Exploring the Po River Delta: An Experiment in Digital Multimedia Storytelling

This post was originally published on Seeing the Woods – A blog by the Rachel Carson Center:

One of the most important things I have learnt over these years of research is that the “archive of the feet” is as vital to history as it is to geography. Historians, and especially environmental historians, should not write of a place they have not seen in person. Once you see the place, breathe its air, talk to the people who inhabit it, explore its overlapping historical arrangements and their traces on the landscape, your perspective on your subject is altered in an extremely productive way.

With that conviction in mind, I decided to make use of a research stay in Italy, in June-July 2014, to quit archives and libraries and do a short field trip to the Po River Delta. The Delta region, and more broadly the easternmost part of the Po watershed, will be the subject of one of my next papers, and I wanted to visit the places about which I will be writing. I drove across the lowlands for an entire day, visiting canals and pumps, early twentieth century settlements, Po river distributaries, and ancient fluvial towns.

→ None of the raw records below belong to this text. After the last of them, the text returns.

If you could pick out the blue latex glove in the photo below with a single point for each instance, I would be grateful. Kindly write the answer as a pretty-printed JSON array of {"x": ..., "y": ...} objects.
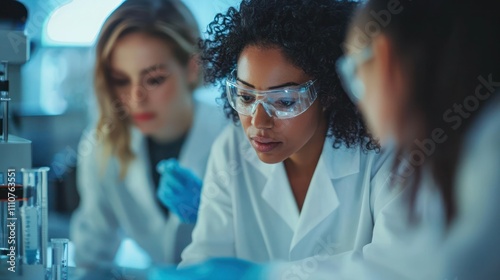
[
  {"x": 179, "y": 190},
  {"x": 213, "y": 269}
]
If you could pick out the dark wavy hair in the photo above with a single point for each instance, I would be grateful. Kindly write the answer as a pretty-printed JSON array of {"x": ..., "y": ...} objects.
[
  {"x": 310, "y": 34},
  {"x": 445, "y": 47}
]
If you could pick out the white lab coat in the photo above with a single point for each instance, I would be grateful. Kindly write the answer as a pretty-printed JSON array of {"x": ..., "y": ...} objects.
[
  {"x": 472, "y": 247},
  {"x": 248, "y": 210},
  {"x": 111, "y": 209}
]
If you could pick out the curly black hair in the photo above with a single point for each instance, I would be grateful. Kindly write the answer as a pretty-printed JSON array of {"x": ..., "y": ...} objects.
[{"x": 310, "y": 34}]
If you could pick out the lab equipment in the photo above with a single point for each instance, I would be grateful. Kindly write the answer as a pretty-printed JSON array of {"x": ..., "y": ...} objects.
[
  {"x": 179, "y": 189},
  {"x": 284, "y": 103},
  {"x": 59, "y": 269},
  {"x": 34, "y": 216},
  {"x": 213, "y": 269},
  {"x": 23, "y": 191}
]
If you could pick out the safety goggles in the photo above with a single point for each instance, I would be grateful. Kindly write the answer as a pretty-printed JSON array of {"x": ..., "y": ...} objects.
[
  {"x": 347, "y": 67},
  {"x": 283, "y": 103}
]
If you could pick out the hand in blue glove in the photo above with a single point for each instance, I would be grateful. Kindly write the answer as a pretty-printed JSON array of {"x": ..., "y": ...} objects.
[
  {"x": 213, "y": 269},
  {"x": 179, "y": 190}
]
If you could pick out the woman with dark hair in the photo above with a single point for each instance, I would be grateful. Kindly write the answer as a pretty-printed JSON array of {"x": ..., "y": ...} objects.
[
  {"x": 429, "y": 80},
  {"x": 297, "y": 176}
]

It was an interesting experience, and one that has allowed me to gain a better understanding of the history and current state of reclamation and drainage in the region. I thought, therefore, that it was worthwhile to share the results and information gathered during this fieldtrip. Instead of producing a more traditional field report, however, I decided to explore the potential of the alternative forms of storytelling that digital formats make nowadays possible.

The format I have chosen is the multimedia map. With a smartphone to take pictures, shoot videos, and geolocate my position, I documented some of the most salient aspects of the landscape I explored. I then used the Google Maps Engine to create a map of the places I visited. Using the simple functions of the maps engine, I enriched the points in the map with a selection of relevant pictures and an explanatory text. In some cases, I integrated the text with links to external web pages containing historical cartography and other kind of information.

The resulting multimedia map can be explored by following the chronological order of the points, thus retracing the path of the field trip in a virtual tour: clicking on each point in the mask on the left side of the map will open a window containing the pictures, the description, and the hyperlink (when present). It is also possible to explore the map following a different order, by clicking directly on the points in the map.

I find the resulting product an interesting experiment in alternative (digital) forms of storytelling. It presents several advantages. It allows for the integration of several different media formats (texts, pictures, videos, maps, webpages), while giving a better sense of the spatial dimension of the field trip than the simple text. It empowers the readers, giving them the possibility to build their own narrative and opening the possibility for further investigations through hyperlinks. It remains an open format, which I can always expand and enrich in the future, and one that users can share freely.

In the future, I plan to explore further the potential of this and other similar multimedia formats. For the time being, I hope you will enjoy!